When Olivia “Liv” Bloom receives an art scholarship to the prestigious Wickham Hall, she never expects that her world will collide with Malcolm Astor – boys from distinguished, wealthy families like Malcolm Astor don’t mingle with plain, foster care rescues like Liv.  She also never imagines that only weeks after arriving at Wickham Hall she will be brutally murdered.

I try to give authors the benefit of the doubt.  For me, mediocre writing can be overlooked if a story is solid and well executed.  Within “Liv, Forever” lie the bones and flesh of a decent story.  They never quite come together, however, to form a cohesive or enjoyable story.  The end result is a painful and tedious read.

One of the biggest setbacks for “Liv, Forever” is its poor character development.  It has been awhile since I have encountered characters that were so one-dimensional and interchangeable.  Throughout the book, the reader even encounters girls from different time periods (not a spoiler) and they might as well be the same girl.  Sure, Talkington describes what kind of music the girls like, what they’re wearing, and even makes them throw out some random era-appropriate slang but these are superficial and lack the depth needed to create a unique individual.  The sideline characters aren’t the only ones who suffer as Malcolm, Olivia, and Gabriel are also downright boring and completely devoid of personalities.  These wooden characters only serve to enhance another of the books flaws – the dreaded, yet often present, Insta-Love.

For the record, I am not always opposed to Insta-Love in a book and I am especially more forgiving when it comes to YA Fiction.  The Love at First Sight (literally) that occurs between Olivia and Malcolm, however, is completely unfounded since there is ZERO chemistry between the two.  Even if their attraction was solely physical, Talkington fails to convey it to the reader.

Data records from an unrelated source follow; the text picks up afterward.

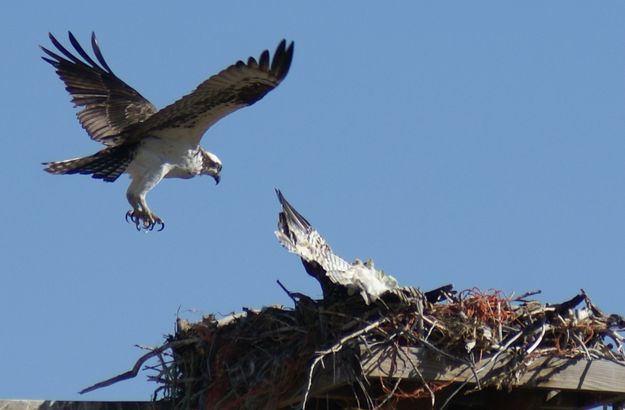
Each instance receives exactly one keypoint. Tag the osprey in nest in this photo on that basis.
(334, 273)
(147, 143)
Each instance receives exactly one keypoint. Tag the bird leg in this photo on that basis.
(141, 216)
(144, 220)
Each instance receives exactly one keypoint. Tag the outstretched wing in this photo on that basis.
(297, 235)
(237, 86)
(109, 104)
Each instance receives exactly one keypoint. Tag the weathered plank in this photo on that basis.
(554, 373)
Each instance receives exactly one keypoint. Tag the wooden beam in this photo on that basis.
(545, 372)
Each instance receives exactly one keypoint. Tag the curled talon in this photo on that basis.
(144, 220)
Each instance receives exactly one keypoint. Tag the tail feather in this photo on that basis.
(107, 164)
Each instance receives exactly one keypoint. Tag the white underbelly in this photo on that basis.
(173, 160)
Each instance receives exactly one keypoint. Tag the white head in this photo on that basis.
(211, 165)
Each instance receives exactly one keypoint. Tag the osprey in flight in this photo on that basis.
(147, 143)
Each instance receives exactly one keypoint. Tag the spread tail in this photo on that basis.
(107, 164)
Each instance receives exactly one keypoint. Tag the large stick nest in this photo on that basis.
(258, 358)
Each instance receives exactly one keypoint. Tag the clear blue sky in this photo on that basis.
(478, 143)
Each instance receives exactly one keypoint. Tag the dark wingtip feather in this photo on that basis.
(282, 59)
(98, 53)
(264, 60)
(63, 50)
(251, 62)
(291, 213)
(80, 50)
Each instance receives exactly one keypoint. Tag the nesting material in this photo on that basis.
(260, 358)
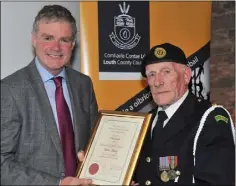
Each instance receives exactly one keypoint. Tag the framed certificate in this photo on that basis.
(114, 147)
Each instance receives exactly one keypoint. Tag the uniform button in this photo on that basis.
(148, 159)
(148, 182)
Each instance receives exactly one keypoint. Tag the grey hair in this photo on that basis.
(55, 13)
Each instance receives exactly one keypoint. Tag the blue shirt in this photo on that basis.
(51, 88)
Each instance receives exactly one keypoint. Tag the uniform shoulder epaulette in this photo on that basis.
(201, 125)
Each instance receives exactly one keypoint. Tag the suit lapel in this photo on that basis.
(179, 120)
(45, 107)
(74, 89)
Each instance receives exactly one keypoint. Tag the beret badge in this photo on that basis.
(160, 52)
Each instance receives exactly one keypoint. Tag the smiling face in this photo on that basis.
(53, 43)
(168, 81)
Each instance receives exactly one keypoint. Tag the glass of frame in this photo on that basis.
(114, 147)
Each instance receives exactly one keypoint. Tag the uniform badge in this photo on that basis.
(164, 167)
(160, 52)
(167, 167)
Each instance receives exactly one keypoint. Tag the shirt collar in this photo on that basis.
(45, 74)
(172, 108)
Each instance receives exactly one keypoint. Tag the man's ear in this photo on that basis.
(33, 39)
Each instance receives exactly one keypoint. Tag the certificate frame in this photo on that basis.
(127, 130)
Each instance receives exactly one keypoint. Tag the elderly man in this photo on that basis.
(189, 140)
(47, 108)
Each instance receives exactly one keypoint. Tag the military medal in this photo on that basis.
(173, 163)
(164, 166)
(164, 176)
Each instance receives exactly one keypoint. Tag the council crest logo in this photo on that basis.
(124, 35)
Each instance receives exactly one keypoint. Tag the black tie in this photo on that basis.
(159, 125)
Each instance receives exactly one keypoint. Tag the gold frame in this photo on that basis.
(138, 145)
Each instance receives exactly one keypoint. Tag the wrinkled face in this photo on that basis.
(168, 81)
(53, 44)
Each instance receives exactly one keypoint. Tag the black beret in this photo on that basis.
(163, 53)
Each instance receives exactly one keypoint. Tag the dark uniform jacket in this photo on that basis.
(215, 150)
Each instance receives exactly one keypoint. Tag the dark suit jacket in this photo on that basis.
(31, 151)
(215, 152)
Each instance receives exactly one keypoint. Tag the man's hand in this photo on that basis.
(80, 155)
(75, 181)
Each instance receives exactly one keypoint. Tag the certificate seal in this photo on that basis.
(93, 168)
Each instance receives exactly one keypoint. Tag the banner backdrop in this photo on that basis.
(116, 35)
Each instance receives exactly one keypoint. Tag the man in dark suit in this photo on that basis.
(48, 109)
(189, 140)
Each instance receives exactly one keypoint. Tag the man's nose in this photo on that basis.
(158, 81)
(57, 46)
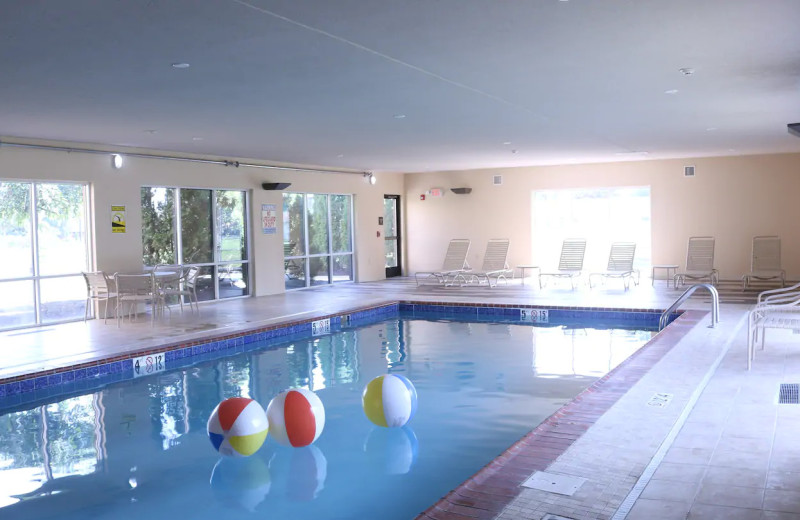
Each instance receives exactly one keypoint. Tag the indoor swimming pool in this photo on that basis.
(138, 448)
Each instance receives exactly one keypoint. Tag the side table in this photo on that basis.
(668, 268)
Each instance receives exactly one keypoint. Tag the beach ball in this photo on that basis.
(242, 482)
(389, 400)
(237, 427)
(296, 417)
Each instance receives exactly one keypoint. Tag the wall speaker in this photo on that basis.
(276, 185)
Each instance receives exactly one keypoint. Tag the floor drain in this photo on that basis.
(789, 393)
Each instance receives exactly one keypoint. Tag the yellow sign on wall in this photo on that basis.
(117, 219)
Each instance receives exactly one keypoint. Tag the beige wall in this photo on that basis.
(123, 252)
(731, 198)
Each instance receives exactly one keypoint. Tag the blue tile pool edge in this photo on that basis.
(27, 388)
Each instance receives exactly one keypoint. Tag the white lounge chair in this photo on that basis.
(495, 263)
(775, 309)
(454, 265)
(570, 263)
(699, 262)
(766, 261)
(620, 264)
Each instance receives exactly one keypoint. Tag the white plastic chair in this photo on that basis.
(99, 288)
(184, 285)
(775, 309)
(570, 262)
(699, 262)
(620, 264)
(454, 265)
(135, 289)
(765, 263)
(495, 263)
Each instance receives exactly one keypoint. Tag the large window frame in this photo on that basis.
(301, 263)
(217, 267)
(36, 247)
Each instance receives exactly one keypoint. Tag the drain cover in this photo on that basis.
(554, 483)
(789, 393)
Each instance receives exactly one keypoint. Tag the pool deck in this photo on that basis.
(721, 447)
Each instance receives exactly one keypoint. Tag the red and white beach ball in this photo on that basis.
(296, 417)
(237, 427)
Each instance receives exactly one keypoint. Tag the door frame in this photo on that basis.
(395, 271)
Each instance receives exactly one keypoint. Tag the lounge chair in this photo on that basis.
(775, 309)
(620, 264)
(495, 263)
(766, 261)
(699, 262)
(454, 265)
(570, 263)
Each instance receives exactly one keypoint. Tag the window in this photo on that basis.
(600, 215)
(43, 230)
(318, 239)
(199, 227)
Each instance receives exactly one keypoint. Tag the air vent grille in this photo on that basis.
(789, 393)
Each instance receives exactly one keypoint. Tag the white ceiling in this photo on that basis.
(326, 82)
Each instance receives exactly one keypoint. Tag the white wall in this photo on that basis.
(123, 252)
(731, 198)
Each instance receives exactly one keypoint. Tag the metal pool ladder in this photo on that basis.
(662, 322)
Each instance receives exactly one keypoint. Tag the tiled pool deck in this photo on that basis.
(735, 455)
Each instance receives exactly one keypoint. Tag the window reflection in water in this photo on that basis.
(41, 445)
(572, 351)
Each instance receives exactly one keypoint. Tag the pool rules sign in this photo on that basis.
(269, 219)
(117, 219)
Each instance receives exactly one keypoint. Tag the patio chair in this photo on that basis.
(99, 288)
(134, 289)
(570, 263)
(774, 309)
(620, 264)
(181, 283)
(454, 265)
(765, 264)
(699, 262)
(495, 263)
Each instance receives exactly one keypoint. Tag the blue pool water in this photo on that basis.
(139, 448)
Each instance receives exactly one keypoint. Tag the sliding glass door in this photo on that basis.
(317, 239)
(203, 228)
(43, 229)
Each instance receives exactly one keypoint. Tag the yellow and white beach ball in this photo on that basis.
(296, 417)
(390, 400)
(237, 427)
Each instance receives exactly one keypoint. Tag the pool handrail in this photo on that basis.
(662, 322)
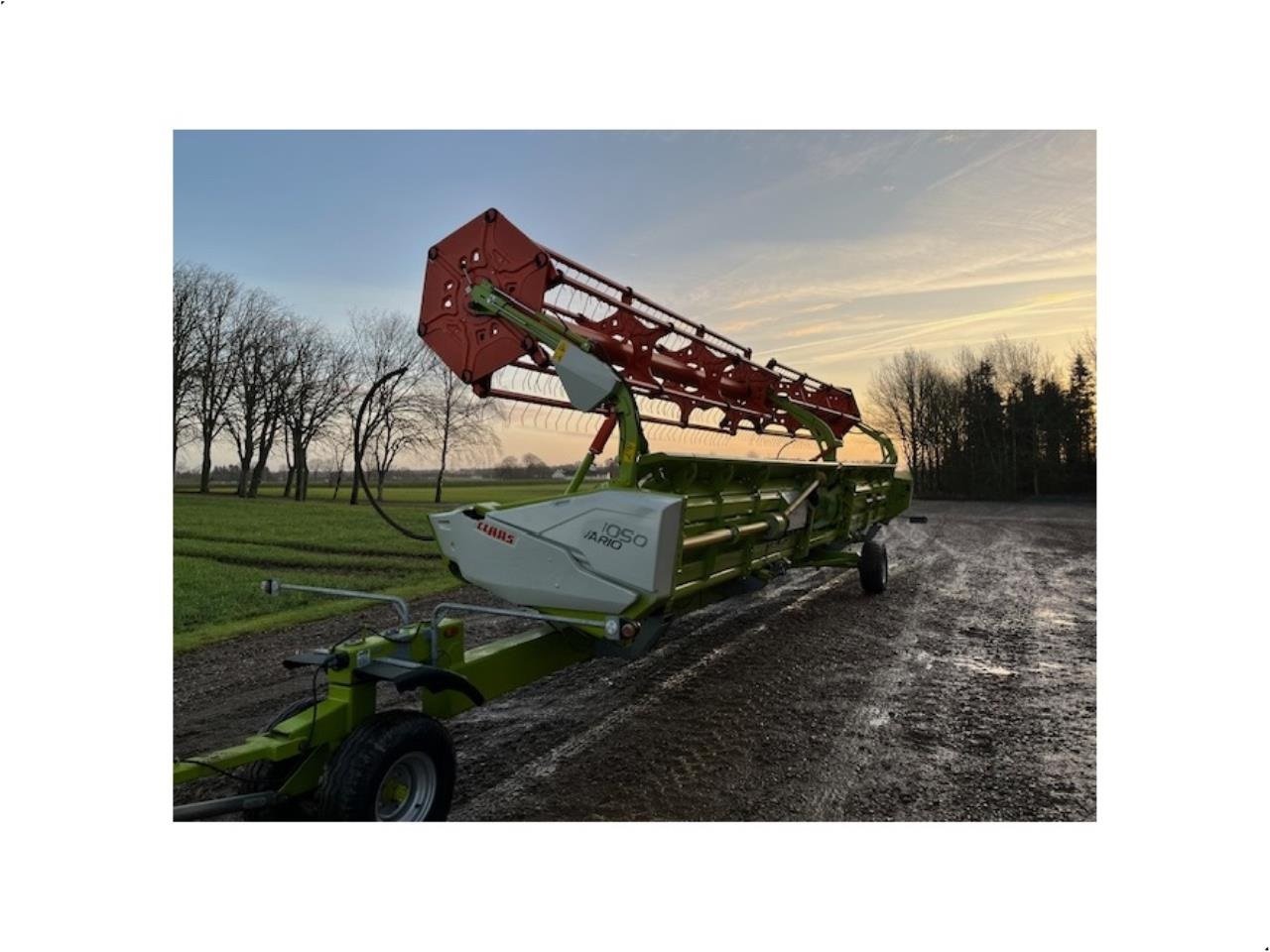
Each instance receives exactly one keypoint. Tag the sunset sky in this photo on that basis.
(826, 250)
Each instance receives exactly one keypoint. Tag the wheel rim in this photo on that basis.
(408, 788)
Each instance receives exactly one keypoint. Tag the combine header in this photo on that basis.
(595, 571)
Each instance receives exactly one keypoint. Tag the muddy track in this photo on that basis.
(965, 692)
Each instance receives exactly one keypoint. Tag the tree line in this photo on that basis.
(998, 424)
(249, 372)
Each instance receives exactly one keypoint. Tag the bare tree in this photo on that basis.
(462, 424)
(214, 359)
(318, 389)
(261, 381)
(906, 389)
(187, 281)
(339, 440)
(1016, 359)
(397, 420)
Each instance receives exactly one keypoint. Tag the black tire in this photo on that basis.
(261, 775)
(414, 749)
(874, 567)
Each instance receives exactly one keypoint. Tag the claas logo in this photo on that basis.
(497, 534)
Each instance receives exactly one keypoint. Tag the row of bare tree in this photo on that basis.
(248, 370)
(1002, 422)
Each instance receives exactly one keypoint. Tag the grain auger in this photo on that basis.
(593, 570)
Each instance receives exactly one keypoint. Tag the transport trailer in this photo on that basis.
(592, 571)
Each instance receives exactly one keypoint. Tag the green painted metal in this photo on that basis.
(738, 525)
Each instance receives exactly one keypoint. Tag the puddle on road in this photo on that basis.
(969, 664)
(1052, 619)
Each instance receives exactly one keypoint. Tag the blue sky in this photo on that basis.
(826, 250)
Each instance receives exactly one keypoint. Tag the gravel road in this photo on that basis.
(965, 692)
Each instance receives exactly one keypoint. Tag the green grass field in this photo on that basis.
(225, 546)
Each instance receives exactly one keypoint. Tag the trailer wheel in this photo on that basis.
(261, 775)
(874, 569)
(397, 767)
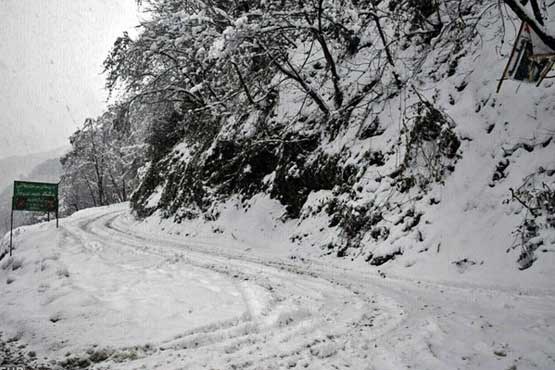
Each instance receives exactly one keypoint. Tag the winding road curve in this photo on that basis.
(304, 314)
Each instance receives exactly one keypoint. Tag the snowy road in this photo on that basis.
(101, 293)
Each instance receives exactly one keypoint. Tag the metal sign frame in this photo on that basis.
(34, 197)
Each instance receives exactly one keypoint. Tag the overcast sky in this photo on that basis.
(51, 54)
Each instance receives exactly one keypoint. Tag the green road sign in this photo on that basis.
(34, 189)
(34, 203)
(36, 197)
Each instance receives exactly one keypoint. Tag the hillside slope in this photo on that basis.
(420, 175)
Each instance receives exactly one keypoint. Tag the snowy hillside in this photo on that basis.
(319, 185)
(420, 174)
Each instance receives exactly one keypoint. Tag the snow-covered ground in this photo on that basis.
(107, 292)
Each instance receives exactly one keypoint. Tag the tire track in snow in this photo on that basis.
(302, 319)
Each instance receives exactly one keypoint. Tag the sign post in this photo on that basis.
(35, 197)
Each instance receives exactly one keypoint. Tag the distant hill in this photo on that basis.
(19, 167)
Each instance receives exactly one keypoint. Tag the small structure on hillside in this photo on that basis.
(530, 60)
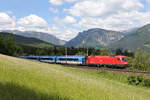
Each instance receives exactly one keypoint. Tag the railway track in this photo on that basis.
(147, 73)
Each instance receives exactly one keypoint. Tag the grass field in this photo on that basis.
(31, 80)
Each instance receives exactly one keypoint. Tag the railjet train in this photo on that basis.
(118, 61)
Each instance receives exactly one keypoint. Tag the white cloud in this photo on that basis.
(53, 10)
(60, 2)
(148, 1)
(66, 20)
(64, 33)
(56, 2)
(69, 20)
(96, 8)
(121, 21)
(32, 21)
(6, 21)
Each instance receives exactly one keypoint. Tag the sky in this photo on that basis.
(66, 18)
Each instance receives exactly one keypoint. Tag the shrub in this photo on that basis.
(147, 82)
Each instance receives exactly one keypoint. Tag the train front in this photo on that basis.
(122, 61)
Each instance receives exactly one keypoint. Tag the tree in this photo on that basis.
(141, 60)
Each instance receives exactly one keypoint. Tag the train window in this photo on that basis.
(124, 59)
(46, 58)
(68, 59)
(118, 59)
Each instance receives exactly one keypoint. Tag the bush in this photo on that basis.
(135, 80)
(147, 82)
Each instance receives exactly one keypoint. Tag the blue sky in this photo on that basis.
(65, 18)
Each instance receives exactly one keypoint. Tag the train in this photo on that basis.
(116, 61)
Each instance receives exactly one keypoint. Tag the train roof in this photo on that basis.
(108, 56)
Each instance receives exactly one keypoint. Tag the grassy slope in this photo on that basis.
(30, 80)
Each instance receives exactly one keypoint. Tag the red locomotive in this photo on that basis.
(120, 61)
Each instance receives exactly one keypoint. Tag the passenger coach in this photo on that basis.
(70, 60)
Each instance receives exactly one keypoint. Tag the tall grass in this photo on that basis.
(30, 80)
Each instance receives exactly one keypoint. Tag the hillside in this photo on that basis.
(138, 39)
(39, 35)
(25, 41)
(96, 38)
(31, 80)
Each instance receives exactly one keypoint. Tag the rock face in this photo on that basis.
(95, 38)
(138, 39)
(39, 35)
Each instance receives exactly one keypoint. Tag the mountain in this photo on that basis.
(138, 39)
(39, 35)
(130, 31)
(25, 41)
(95, 38)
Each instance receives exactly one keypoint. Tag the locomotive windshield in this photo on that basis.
(124, 59)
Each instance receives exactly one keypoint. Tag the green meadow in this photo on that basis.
(22, 79)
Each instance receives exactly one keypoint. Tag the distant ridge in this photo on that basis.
(39, 35)
(25, 41)
(95, 38)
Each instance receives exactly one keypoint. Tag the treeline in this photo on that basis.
(8, 46)
(139, 60)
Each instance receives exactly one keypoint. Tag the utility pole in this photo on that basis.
(66, 54)
(87, 51)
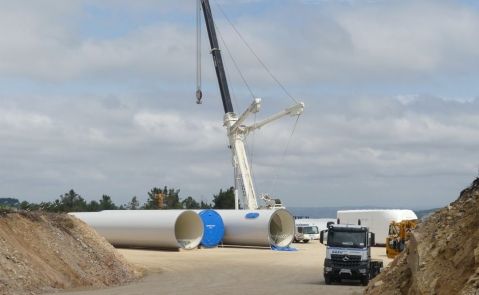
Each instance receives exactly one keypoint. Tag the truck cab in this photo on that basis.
(305, 233)
(348, 254)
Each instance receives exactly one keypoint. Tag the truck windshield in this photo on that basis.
(311, 230)
(347, 239)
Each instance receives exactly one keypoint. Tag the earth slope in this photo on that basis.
(442, 256)
(42, 252)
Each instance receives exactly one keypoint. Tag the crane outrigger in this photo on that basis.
(236, 130)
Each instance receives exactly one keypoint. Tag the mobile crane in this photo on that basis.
(236, 130)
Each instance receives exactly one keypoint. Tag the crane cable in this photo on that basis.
(255, 54)
(199, 94)
(275, 178)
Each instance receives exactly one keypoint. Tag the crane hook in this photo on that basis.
(199, 96)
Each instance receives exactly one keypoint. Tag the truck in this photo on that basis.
(348, 253)
(305, 233)
(377, 220)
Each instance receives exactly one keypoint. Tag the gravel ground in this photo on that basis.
(232, 271)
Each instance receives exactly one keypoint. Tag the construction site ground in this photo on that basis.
(232, 271)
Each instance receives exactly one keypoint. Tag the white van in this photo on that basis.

Another reason this book annoyed me was the overuse of “namedropping” artists and works of art.  I get it, Liv is a art student.  It is an authors job to create a visual for the reader, though, and Talkington uses references to famous artists and their works as stand-ins for descriptions.  For example, when Liv encounters some of the woodwork at Wickham, she narrates, “The style reminded me of the etchings from The Marriage of Heaven and Hell”.   Following are my issues with this style of writing:  First, if I had no clue who William Blake was, this description tells me NOTHING.  Second, if I am familiar with The Marriage of Heaven and Hell, I am now removed from the book and am thinking of William Blake and his etchings instead.  Third, letting established, honored works of art speak for you is just lazy writing.  If this was something that occurred once or twice throughout the book it could easily be overlooked, however, “Liv, Forever” is abundant with these types of references.  When not using Van Gogh and Michaelangelo to do her dirty work, Talkington’s writing came across as sterile and lacking emotion.

In conclusion, Amy Talkington’s “Liv, Forever” is a YA murder mystery/romance that never “Livs” up to its potential (Ha!  See what I did there?).  The story is disjointed and the back story – the big reveal at the end – is so underdeveloped that it leaves the reader with too many unanswered questions.  The result is a book that feels incomplete.